Okura not:
Günün 11’i, Türkiye medyasındaki görüş ve yorum çeşitliliğini yansıtmak amacıyla hazırlanmaktadır. Aşağıda özetini bulacağınız yazıya yer vermemiz, içeriğini onayladığımız ve/veya desteklediğimiz anlamına gelmez.
İtiraf etmek gerekiyor ki bugün İslam ülkelerinin hemen tamamında hakim durumda olan Müslüman iktidarların icraatları savunulamaz durumundadır. Çünkü bu iktidarların otoriter tutumları ve yasakçı uygulamaları öncelikle Müslümanları aşağılayan bir görüntü arz etmektedir.
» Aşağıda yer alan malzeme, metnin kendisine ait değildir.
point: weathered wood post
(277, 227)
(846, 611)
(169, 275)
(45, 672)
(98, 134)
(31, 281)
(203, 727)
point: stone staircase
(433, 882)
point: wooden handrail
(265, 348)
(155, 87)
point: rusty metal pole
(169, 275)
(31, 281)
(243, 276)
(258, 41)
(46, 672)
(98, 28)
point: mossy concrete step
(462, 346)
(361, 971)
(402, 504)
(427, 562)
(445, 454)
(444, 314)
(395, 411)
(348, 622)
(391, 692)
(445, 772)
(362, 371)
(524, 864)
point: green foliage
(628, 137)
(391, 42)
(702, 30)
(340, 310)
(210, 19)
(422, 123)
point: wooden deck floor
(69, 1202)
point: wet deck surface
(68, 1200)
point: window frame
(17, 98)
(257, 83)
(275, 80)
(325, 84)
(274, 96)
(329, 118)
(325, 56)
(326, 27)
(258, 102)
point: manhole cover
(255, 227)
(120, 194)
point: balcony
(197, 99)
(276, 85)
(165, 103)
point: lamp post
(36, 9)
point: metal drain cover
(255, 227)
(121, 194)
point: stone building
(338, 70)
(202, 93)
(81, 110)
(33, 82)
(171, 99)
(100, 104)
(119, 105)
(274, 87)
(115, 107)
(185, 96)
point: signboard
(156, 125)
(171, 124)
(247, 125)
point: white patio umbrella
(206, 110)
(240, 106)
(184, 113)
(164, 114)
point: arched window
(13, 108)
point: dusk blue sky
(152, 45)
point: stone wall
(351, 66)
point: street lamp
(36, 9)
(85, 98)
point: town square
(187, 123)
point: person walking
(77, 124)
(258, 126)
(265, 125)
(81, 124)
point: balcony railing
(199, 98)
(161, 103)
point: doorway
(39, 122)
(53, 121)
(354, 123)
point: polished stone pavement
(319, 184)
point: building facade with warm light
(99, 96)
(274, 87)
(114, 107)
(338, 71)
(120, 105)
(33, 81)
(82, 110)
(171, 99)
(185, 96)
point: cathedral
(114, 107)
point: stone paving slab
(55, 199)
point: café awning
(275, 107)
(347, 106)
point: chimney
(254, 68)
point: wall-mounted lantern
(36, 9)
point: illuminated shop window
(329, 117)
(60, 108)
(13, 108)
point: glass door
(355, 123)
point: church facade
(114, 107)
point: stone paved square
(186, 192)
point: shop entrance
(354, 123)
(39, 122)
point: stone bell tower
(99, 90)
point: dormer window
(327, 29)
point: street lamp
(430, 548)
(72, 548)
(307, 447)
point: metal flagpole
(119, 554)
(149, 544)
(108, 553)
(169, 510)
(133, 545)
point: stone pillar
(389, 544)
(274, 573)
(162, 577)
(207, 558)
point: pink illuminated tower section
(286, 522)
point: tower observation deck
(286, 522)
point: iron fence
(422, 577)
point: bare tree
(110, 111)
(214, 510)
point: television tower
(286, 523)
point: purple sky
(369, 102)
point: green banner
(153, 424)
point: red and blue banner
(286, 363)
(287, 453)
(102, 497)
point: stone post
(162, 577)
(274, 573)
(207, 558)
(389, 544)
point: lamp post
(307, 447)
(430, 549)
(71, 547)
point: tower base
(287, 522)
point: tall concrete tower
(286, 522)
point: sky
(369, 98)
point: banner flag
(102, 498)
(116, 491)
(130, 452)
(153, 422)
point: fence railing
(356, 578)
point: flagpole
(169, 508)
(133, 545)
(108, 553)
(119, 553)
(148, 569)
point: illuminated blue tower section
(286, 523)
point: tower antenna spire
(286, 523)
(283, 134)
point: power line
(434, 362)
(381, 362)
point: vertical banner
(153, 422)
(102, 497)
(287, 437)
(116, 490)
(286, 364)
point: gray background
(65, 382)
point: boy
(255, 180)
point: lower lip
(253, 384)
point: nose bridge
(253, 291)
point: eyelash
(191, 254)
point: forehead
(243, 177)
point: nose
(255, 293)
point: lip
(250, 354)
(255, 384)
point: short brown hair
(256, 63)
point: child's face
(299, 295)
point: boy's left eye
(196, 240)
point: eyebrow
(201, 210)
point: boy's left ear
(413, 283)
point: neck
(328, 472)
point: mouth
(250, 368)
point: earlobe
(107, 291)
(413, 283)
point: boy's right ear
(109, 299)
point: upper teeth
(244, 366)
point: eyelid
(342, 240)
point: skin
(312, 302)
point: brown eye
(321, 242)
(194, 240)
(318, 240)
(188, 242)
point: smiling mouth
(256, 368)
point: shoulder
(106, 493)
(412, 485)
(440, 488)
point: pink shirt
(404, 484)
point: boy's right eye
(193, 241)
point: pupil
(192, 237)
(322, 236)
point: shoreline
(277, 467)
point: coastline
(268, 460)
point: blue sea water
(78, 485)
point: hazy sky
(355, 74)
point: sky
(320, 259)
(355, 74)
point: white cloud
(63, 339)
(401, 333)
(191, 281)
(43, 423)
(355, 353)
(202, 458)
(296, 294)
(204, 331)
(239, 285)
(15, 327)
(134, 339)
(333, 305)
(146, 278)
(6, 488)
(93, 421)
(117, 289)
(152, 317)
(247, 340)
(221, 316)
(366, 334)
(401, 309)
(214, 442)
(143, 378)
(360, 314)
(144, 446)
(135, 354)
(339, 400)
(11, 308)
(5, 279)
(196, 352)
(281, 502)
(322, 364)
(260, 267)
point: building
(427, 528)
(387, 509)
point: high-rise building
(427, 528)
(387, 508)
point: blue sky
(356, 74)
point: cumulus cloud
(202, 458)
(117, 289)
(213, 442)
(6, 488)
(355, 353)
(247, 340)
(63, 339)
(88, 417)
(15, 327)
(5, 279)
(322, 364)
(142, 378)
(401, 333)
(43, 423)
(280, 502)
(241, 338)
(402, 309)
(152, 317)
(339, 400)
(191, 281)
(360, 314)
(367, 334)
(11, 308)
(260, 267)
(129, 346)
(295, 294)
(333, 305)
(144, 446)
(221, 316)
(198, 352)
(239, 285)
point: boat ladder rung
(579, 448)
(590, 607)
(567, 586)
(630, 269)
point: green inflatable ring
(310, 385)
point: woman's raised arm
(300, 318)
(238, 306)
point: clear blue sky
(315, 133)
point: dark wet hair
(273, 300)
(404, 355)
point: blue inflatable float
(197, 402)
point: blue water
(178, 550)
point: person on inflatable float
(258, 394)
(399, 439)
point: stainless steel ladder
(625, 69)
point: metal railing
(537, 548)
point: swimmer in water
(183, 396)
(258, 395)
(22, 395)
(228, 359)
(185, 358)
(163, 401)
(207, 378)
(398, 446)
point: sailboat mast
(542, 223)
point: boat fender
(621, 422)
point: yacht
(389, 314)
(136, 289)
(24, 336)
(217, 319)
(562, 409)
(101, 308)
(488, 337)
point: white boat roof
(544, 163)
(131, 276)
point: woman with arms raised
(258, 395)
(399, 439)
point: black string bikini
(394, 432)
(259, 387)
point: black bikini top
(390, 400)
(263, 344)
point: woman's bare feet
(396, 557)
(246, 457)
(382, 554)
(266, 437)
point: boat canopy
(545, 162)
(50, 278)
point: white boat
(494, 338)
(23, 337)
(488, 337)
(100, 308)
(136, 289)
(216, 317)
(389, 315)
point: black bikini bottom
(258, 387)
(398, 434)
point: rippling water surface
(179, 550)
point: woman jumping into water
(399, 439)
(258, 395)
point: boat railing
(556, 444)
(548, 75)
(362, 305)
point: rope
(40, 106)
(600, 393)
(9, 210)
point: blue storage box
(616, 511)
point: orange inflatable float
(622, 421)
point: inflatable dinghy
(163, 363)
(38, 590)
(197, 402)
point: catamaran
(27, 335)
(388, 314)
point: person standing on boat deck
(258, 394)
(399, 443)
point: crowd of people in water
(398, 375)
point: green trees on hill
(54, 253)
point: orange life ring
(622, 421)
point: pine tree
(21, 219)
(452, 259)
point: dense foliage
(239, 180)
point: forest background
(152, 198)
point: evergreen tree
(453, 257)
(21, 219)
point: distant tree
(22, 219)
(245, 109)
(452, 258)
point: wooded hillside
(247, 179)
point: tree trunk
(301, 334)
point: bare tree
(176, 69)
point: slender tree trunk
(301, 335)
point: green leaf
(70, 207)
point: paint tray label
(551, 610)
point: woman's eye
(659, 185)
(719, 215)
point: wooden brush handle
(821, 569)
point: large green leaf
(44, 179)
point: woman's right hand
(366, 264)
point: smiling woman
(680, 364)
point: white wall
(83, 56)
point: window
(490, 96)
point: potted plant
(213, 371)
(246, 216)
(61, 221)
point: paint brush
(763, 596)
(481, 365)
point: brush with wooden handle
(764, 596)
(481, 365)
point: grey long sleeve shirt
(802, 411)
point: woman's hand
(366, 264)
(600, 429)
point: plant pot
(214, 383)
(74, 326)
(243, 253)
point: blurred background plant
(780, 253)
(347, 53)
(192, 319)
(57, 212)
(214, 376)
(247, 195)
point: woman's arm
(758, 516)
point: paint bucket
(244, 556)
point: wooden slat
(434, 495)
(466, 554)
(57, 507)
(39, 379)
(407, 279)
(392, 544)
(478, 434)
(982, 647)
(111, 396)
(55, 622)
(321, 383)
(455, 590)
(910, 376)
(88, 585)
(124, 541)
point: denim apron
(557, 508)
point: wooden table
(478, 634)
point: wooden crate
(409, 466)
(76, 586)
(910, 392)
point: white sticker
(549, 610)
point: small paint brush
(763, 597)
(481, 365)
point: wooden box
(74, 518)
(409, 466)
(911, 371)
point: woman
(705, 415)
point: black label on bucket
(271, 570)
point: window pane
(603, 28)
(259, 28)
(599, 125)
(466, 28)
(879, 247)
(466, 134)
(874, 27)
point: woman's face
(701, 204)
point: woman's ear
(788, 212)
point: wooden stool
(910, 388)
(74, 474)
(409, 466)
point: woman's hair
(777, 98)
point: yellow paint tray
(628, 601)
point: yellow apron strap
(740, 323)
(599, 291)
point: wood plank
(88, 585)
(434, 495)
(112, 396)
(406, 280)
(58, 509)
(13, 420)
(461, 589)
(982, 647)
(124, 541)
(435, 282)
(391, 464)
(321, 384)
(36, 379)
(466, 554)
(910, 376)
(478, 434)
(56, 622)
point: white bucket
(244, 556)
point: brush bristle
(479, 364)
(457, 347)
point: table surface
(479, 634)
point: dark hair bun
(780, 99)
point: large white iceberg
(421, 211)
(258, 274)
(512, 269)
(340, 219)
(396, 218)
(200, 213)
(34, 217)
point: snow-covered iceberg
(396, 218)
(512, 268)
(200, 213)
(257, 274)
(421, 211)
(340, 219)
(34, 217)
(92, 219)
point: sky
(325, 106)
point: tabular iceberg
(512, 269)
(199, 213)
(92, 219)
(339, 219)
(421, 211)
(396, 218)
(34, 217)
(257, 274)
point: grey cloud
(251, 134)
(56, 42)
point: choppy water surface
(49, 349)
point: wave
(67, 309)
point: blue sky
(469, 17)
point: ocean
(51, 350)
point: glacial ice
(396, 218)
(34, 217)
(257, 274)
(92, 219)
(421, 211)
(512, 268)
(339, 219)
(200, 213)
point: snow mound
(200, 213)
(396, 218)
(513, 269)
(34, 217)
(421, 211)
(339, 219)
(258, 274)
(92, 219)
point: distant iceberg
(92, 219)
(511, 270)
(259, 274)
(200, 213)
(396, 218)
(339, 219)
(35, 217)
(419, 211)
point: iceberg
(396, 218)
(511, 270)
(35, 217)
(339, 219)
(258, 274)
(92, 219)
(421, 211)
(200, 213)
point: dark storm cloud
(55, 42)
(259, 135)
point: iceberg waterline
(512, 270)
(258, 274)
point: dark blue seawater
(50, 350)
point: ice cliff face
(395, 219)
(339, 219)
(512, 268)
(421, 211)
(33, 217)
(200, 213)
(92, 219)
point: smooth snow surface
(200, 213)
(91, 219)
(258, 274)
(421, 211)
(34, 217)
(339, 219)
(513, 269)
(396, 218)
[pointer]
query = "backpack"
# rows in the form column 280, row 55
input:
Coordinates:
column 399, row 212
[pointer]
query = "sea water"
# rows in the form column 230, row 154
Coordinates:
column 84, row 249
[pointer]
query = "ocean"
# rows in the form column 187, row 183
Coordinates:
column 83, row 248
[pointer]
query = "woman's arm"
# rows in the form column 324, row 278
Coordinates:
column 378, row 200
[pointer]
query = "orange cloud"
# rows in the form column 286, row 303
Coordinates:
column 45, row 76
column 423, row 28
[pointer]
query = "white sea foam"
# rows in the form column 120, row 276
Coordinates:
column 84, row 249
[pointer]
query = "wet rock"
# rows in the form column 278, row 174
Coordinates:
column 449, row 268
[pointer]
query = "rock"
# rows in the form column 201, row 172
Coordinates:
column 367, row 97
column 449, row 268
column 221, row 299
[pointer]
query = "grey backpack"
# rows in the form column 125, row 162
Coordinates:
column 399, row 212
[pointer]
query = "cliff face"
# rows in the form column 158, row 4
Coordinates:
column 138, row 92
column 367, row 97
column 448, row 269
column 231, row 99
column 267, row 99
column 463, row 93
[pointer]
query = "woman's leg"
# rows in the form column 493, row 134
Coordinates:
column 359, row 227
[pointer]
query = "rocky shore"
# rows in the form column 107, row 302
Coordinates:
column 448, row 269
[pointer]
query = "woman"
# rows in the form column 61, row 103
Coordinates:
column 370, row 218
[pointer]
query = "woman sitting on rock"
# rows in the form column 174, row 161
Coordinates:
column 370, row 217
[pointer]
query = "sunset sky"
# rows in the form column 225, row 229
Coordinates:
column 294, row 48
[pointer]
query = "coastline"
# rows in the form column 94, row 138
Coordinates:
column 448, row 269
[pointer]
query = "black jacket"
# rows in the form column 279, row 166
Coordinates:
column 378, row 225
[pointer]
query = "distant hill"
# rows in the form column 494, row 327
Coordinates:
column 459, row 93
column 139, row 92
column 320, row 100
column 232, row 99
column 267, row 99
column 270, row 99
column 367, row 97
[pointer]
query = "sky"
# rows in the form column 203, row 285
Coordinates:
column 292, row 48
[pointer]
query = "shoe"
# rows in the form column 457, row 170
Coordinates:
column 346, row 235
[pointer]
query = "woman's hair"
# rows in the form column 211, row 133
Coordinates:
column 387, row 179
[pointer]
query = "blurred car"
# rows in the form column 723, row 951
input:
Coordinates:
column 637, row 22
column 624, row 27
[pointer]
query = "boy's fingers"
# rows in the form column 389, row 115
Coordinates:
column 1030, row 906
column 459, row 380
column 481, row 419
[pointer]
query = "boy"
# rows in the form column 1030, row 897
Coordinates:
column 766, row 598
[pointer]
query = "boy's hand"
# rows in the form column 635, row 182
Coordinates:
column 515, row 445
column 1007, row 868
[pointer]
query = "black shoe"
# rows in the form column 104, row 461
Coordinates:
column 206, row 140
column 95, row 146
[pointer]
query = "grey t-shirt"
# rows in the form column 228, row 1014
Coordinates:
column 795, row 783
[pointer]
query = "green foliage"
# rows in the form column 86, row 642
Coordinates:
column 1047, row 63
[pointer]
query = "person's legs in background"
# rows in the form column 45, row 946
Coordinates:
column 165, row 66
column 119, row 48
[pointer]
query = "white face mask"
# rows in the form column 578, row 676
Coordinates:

Daha açık ifade etmek gerekirse, iktidar eliyle gerçekleştirilmeye çalışılan ‘yapay dindarlaşma’nın, esas itibariyle dinin, hayatın gerçekliğinden uzaklaşmasını da beraberinde getirdiği bir gerçektir.
Zira zorlayıcı bir dindarlaşma ile dinin kendi mecrasından uzaklaştırılarak siyasal ideoloji ile aynileştirilmesi hem dine zarar vermekte hem de toplumun farklı kesimlerine karşı sağır olmayı beraberinde getirmektedir.
İfade etmesi hepimize zor gelse de bir gerçeğin altını çizmekte yarar var. Temel insan haklarını ve özgürlükleri inkar eden, halklarını yoksullaştıran otokratların kendi çıkarlarını düşünmekten dinin temel mesajını düşünmeye vakitleri olmuyor.
Oysa demokratik toplumlarda, farklı toplumsal grupların ortak kamusal alan oluşturarak geliştirdikleri ortak değerler, devlete ve siyasete karşı önemli bir direnç kaynağıdır. Bizde ise din bile sivil alanın dışına çıkarılarak devlet merkezli hale geldiği için, farklı kimlik ve düşünce dünyasına mensup gruplar arasındaki değer çatışmaları her zaman belirleyici olmaktadır.
Her ne kadar, genel anlamda bütün kesimler için ortak bir Müslümanlık algısı olsa da dindarların da laik-seküler kesimlerin de vazgeçemedikleri geleneksel doğruları vardır. Doğal olarak bu zihniyet yapısı, sürekli ‘öteki’ ile mücadeleyi besleyen bir iklim oluşturmaktadır.